Тарлтон умолк, удовлетворив интерес сержанта, и снова троица стала продвигаться к югу в полном молчании.
   На шестой день пути похолодало. В осеннем воздухе закружились первые крупные снежинки.
   Лагерь шайенов они увидели вечером этого дня. За невысоким хребтом на северном берегу Уошито стояли сотни конических типи, над которыми струились белесые тонкие дымки. Огромный лошадиный табун пасся в стороне от стойбища, на западном широком лугу. Вниз по реке, за большой излучиной, располагались лагеря других индейцев.
   — Черт возьми! — ругнулся Тарлтон, лежа на заснеженном кряже и дуя на замерзшие пальцы. — Пауни были правы. — Он прищурил глаза, всматриваясь вниз. — Восточнее шайенов разбили лагеря арапахо, команчи и кайова.
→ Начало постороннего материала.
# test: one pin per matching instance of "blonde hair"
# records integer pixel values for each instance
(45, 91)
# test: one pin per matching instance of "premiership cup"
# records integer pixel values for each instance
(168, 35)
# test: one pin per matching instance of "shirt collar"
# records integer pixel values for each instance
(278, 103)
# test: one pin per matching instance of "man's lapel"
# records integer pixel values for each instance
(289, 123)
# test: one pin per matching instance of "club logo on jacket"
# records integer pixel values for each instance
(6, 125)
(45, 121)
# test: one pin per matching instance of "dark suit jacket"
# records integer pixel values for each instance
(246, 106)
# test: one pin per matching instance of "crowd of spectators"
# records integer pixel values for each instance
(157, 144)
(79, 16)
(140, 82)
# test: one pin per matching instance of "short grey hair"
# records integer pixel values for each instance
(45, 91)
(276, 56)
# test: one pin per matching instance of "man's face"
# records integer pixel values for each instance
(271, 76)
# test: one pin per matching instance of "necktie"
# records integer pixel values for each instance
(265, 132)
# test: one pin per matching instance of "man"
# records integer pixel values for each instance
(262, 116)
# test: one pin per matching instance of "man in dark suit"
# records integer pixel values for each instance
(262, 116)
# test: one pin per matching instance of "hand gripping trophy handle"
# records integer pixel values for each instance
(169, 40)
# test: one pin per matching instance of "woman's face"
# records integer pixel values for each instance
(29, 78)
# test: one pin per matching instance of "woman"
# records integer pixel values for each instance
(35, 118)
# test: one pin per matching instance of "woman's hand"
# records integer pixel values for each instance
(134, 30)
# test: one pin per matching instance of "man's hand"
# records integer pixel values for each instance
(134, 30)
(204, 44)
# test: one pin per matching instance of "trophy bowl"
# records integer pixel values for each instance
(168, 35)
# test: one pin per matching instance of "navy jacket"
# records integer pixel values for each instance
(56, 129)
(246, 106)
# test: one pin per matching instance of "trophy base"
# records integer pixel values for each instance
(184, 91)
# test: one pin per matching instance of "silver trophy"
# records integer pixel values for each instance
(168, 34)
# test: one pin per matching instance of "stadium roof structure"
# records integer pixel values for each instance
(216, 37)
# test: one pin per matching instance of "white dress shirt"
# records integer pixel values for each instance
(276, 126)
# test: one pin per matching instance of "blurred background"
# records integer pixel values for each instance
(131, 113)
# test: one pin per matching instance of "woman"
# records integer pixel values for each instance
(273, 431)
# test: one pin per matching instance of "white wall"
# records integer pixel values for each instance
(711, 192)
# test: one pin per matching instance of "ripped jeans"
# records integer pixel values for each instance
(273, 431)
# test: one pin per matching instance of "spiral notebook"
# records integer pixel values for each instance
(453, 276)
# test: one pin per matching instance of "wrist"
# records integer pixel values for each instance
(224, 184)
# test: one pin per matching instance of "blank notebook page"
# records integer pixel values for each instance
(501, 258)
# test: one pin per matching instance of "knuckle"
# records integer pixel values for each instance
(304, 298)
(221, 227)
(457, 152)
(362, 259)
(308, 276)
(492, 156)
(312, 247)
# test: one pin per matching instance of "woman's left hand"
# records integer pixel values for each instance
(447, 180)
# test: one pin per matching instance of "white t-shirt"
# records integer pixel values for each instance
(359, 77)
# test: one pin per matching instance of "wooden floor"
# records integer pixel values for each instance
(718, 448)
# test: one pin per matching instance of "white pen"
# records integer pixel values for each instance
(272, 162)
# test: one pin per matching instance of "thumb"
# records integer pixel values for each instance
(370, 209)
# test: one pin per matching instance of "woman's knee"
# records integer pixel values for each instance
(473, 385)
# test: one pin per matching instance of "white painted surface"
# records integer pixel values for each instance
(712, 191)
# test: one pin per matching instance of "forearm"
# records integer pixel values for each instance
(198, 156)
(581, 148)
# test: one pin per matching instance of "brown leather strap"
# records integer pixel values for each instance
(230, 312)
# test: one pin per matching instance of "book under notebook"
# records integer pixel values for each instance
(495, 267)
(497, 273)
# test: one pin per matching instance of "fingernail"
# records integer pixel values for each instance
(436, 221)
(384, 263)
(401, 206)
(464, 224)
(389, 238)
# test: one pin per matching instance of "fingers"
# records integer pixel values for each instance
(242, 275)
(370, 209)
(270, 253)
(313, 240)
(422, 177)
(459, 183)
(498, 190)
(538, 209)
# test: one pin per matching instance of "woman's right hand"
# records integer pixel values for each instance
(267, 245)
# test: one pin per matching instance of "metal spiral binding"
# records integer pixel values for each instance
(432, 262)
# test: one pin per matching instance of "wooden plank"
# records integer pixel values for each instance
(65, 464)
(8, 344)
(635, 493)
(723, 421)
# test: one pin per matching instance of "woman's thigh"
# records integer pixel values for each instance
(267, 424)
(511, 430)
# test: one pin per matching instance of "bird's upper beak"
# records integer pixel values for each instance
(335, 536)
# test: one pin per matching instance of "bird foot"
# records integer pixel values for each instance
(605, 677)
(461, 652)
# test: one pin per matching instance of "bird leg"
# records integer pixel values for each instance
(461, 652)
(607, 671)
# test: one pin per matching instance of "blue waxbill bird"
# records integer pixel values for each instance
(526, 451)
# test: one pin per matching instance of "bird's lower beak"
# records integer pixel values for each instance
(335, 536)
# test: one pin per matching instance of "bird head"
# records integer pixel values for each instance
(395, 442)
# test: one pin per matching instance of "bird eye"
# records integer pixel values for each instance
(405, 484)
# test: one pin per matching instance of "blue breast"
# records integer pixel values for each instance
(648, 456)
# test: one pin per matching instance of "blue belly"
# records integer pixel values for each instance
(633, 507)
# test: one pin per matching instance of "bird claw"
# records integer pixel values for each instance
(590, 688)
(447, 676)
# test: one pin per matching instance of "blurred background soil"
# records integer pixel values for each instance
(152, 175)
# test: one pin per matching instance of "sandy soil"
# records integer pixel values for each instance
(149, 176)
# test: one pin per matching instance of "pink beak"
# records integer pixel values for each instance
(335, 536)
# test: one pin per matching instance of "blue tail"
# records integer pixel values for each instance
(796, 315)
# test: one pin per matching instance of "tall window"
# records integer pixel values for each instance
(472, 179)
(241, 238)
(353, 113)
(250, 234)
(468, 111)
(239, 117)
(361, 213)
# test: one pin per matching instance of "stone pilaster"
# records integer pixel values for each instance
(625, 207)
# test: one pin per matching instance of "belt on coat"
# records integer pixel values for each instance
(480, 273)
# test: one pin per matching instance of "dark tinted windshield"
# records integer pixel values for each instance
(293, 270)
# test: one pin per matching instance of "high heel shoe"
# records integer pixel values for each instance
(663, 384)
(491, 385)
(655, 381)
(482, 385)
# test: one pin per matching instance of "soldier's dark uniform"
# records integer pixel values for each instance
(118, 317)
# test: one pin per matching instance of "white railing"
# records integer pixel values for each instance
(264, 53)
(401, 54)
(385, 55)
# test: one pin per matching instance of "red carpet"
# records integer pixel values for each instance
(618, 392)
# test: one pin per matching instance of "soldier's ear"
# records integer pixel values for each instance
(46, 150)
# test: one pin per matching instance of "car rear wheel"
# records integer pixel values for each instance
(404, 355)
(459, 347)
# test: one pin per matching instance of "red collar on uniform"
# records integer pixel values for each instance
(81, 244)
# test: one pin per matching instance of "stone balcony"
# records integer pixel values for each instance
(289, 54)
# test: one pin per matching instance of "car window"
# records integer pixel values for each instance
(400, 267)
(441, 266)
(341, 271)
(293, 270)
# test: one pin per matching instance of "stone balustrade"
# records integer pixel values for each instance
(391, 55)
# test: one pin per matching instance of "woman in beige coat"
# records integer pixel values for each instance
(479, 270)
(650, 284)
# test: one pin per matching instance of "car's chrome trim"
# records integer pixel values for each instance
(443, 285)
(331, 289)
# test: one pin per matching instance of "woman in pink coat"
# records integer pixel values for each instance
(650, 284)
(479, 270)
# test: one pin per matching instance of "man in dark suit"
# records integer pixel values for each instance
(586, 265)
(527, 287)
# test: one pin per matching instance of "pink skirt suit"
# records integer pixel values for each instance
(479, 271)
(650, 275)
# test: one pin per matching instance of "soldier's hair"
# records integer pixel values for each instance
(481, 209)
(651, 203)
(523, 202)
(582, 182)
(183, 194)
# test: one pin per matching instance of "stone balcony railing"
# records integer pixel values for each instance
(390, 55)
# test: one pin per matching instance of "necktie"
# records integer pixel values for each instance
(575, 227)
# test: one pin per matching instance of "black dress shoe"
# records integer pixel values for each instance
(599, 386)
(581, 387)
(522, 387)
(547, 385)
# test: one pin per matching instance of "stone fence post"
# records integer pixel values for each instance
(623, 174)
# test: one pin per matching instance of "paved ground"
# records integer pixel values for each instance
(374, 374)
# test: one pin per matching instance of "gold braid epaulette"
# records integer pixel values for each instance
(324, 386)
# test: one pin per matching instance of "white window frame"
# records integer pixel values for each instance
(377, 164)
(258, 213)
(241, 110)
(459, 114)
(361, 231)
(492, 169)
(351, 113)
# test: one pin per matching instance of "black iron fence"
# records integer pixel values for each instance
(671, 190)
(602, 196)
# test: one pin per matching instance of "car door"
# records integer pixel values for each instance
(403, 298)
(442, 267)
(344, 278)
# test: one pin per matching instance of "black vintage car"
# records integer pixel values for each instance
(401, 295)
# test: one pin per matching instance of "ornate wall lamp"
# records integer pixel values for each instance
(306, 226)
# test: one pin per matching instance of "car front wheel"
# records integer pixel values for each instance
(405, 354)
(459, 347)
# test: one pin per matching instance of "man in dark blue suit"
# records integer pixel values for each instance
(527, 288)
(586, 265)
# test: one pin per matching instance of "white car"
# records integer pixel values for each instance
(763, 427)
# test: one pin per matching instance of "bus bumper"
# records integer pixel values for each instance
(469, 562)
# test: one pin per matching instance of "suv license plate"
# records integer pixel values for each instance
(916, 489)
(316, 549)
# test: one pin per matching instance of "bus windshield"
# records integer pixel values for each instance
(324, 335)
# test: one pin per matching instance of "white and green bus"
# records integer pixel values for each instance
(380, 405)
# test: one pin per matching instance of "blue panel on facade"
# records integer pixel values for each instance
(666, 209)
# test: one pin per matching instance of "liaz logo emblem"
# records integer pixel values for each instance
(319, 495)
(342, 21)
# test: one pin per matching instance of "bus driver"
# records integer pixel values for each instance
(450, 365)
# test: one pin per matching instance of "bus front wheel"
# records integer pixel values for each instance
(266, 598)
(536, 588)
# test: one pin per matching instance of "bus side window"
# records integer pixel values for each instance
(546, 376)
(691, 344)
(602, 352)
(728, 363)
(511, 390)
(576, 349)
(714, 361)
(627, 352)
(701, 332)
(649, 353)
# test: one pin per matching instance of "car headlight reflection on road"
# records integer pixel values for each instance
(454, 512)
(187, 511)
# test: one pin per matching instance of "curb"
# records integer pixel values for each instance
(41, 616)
   — У Кастера прибавится забот, — шмыгнув носом, просипел Брэйди.
   — И головной боли, — прибавил Дэйлмор. — Если начнем бить шайенов, то те индейцы вряд ли останутся в стороне.
   Разведчики некоторое время провели на верхушке кряжа, осматривая и запоминая местность, а затем бесшумно спустились вниз, к подножию и, прыгнув на лошадей, отправились на север.
 
   Подполковник Кастер мог быть доволен. До северного кряжа, господствующего над берегами Уошито, его войско дошло незамеченным. Все складывалось как нельзя лучше.
   Он стоял на вершине кряжа с офицерами и, поеживаясь от утреннего холода, смотрел вниз, на обширный лагерь южных шайенов, погруженный в стелющиеся над поверхностью земли полосы дыма и тумана. План атаки на зимнее стойбище он выработал еще на пути к Уошито, сообразуясь со сведениями Брэйди и Тарлтона, и теперь ему становилось ясно, что ничего в этом плане не изменится. Майор Джоэл Эллиот со взводом кавалеристов переправится через реку западнее лагеря и ударит по шайенам оттуда. Сам же командир во главе основных сил перевалит через кряж, чтобы смести на пути все, что попадется под копыта Седьмой Кавалерии. Его беспокоило то, что в долине шайены были не одни, но он надеялся на внезапность и свое военное счастье.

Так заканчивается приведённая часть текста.